Lo de los judíos es muy diferente. Ellos son una minoría insignificante que ha dejado, y deja, una impronta en el mundo imborrable. Y es muy fácil, a mi juicio, el entender por qué ha sido, y es, así. Lo primero que hacen los judíos cuando llegan a la tierra prometida es hacer un templo con una cámara sagrada, que llaman tabernáculo o algo así, en la que guardan el Arca de la Alianza, dentro de la cual están las Tablas de la Ley. Señoras y señores, no se engañen, toda la religión judía estriba en eso, en la ley: la cumples o no la cumples; eres respetado o eres despreciado, tú y tu familia por ocho generaciones. Y no hay más.
Del respeto de la ley es de donde procede la alianza entre los humanos. Uno solo se fía de quien la respeta. Cuestión de confianza, en definitiva. Por eso, para un judío no hay prioridad que se pueda comparar a la educación de los hijos, porque saben que lo más difícil de enseñar a una persona es el respeto de la ley, lo cual no es otra cosa que la sabiduría o, también, la riqueza suprema.

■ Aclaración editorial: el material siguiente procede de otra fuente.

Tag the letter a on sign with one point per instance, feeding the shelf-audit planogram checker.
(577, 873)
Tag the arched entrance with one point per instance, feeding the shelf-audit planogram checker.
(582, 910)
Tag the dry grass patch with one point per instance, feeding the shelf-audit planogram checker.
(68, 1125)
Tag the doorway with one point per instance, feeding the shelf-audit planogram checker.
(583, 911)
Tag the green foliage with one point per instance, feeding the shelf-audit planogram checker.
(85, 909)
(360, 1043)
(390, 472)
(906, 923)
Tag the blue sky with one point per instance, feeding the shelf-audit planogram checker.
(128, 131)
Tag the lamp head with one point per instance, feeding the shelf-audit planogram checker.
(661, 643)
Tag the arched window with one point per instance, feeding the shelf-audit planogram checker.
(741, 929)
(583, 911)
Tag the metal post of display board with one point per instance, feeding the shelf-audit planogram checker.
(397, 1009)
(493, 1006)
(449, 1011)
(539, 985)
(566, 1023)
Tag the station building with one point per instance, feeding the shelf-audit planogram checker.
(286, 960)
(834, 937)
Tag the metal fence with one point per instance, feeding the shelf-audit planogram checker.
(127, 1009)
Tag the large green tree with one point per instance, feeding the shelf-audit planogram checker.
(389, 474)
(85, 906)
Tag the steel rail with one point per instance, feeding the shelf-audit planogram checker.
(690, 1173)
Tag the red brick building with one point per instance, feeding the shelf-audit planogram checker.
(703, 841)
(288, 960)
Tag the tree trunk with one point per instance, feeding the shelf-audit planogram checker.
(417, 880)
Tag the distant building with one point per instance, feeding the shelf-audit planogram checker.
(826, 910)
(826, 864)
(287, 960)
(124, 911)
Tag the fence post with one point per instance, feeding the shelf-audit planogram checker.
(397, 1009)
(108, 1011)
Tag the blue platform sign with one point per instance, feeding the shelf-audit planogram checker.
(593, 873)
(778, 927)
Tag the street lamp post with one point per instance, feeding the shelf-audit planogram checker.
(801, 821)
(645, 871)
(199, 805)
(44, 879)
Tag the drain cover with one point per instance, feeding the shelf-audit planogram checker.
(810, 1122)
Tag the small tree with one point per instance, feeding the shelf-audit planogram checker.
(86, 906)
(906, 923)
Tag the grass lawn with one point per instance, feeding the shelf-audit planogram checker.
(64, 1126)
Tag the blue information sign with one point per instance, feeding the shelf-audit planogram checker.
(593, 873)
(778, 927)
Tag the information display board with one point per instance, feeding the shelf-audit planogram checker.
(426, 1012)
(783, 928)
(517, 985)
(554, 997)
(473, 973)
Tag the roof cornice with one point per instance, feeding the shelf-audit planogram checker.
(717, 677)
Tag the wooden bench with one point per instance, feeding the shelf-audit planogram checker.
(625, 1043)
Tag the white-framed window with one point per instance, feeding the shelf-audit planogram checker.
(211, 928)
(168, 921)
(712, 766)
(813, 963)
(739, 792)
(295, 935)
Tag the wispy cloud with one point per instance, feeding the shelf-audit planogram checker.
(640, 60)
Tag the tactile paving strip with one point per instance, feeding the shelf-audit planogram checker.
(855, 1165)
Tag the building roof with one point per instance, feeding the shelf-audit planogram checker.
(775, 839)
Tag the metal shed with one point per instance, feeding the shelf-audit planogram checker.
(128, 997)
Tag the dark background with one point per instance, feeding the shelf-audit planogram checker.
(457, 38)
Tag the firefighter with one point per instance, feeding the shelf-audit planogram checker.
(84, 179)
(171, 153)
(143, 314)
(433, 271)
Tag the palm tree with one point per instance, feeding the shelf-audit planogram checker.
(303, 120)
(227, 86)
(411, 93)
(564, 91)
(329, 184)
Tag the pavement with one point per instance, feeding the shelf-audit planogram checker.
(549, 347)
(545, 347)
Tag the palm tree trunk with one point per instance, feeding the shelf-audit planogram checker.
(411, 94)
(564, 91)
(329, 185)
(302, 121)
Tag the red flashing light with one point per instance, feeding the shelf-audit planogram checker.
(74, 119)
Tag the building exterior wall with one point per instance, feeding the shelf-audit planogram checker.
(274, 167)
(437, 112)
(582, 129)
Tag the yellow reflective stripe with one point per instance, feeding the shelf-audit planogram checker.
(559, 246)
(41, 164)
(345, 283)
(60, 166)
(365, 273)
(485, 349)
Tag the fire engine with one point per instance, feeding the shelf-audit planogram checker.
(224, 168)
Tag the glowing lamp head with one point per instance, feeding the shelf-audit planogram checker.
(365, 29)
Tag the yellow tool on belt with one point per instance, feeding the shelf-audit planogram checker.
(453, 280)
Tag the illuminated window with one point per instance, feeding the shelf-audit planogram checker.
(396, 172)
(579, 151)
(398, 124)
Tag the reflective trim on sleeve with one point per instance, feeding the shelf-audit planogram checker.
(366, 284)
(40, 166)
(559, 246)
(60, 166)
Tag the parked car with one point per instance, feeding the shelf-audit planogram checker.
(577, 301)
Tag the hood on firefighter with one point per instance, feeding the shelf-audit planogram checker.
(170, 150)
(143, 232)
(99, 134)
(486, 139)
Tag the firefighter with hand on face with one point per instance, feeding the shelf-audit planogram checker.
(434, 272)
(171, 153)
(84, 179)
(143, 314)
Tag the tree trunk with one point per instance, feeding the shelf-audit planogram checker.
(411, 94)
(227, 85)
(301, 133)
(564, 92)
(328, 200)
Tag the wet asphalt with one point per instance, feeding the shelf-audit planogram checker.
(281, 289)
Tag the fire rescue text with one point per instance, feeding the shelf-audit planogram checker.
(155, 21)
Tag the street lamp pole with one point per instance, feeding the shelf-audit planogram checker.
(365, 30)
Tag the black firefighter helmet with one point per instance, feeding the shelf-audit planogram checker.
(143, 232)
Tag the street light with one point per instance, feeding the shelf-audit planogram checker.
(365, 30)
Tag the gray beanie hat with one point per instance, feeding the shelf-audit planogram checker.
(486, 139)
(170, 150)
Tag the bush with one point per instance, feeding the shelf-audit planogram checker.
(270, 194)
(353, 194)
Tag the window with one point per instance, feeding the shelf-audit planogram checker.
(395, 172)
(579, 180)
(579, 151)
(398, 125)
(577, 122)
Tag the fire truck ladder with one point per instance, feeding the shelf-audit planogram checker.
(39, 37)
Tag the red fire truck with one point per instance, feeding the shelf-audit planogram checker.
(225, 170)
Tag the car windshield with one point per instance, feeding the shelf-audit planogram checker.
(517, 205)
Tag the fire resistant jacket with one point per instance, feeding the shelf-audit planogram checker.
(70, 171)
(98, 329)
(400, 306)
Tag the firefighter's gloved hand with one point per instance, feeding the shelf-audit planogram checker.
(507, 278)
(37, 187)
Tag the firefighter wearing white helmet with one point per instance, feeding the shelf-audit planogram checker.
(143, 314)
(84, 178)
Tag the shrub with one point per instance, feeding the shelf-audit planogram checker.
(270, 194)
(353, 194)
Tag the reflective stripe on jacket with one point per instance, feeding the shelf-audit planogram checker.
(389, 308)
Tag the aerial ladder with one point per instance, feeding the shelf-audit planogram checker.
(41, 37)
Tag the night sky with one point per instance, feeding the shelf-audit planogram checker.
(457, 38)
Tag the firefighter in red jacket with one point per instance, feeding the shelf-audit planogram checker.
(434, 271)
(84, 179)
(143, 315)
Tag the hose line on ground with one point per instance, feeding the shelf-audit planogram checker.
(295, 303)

Así que, a los que sueñan con destruir a los judíos, desde aquí les digo que vayan despertando a la realidad. Todo este circo de moros y cristianos que tratan de esconder su corrupción —desprecio de la ley— detrás del folclore religioso no les va a servir de nada. ¿Se puede concebir algo más ridículo, por poner un ejemplo, que ese baldaquino de Bernini en la basílica vaticana? Intentando expresar la grandeza de Dios, dicen. ¡Qué chorrada! Dejen ustedes de robar y de dar cobertura ideológica a los tiranos y sabrán lo que es la grandeza de Dios, cualquier cosa que pueda ser esa entelequia más allá del respeto de las leyes no escritas del cielo.
Por eso queremos matar a los judíos, porque son los únicos que no son educados para el autoengaño. No lo podemos soportar: son un espejo que nos devuelve una imagen horrible, todo trampa y cartón, de nosotros mismos.